ABSTRACT

Nearly every country in the Asia-Pacific region manufactures some kind of arms, but the type, quantity, and quality of weaponry produced vary widely. In some cases, armaments production is relatively inconsequential, consigned to relatively “low-tech” types of weapons systems, i.e., small arms (rifles and pistols), ammunition, armored cars, aluminum-hulled patrol boats, and the like. Moreover, much of this manufacturing is based on the assembly of foreign weapons systems, such as the licensed-production of US M16 assault rifles or the putting together of imported kits for helicopters or armored vehicles. Consequently, most Asian-Pacific arms manufacturers could at best be described as “third-tier” producer-states, occupying the lowest strata in the global hierarchy of arms-producing states.
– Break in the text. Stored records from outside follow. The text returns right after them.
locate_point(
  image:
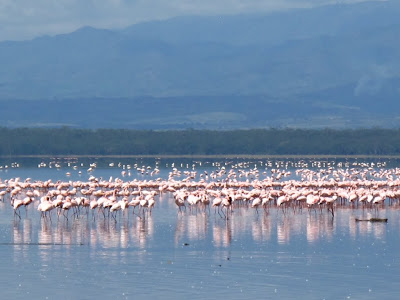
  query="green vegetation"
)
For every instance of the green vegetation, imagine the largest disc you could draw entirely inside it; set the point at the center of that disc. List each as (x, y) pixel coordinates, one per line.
(67, 141)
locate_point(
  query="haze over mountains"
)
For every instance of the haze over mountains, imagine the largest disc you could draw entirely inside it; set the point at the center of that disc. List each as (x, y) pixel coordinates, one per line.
(333, 66)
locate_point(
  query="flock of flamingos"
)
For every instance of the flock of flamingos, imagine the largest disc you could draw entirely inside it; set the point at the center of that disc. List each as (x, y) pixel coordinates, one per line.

That said, there exist a few countries in the region – so-called “second-tier” producer-states – that are heavily (or increasingly) engaged in arms manufacturing and which have built up quite extensive, and in some areas quite sophisticated, indigenous arms industries, capable of designing, developing, and manufacturing their own weapons systems.1 These are generally of three types: (1) technologically advanced industrialized countries that produce a limited array of state-of-the-art weapons systems (e.g., Japan); (2) newly industrialized economies containing modest (but growing, both in terms of range of production and military capabilities) militaryindustrial complexes (e.g., Indonesia, Singapore, South Korea, and Taiwan); and (3) rising great powers with large, broad-based defense industries, but which are still lacking in certain areas of indigenous research and development (R&D) and industrial capacities when it comes to developing and producing highly sophisticated conventional arms (e.g., China and India).2 It is this rather catholic grouping of second-tier Asian-Pacific producer-states that we are most concerned with in this book.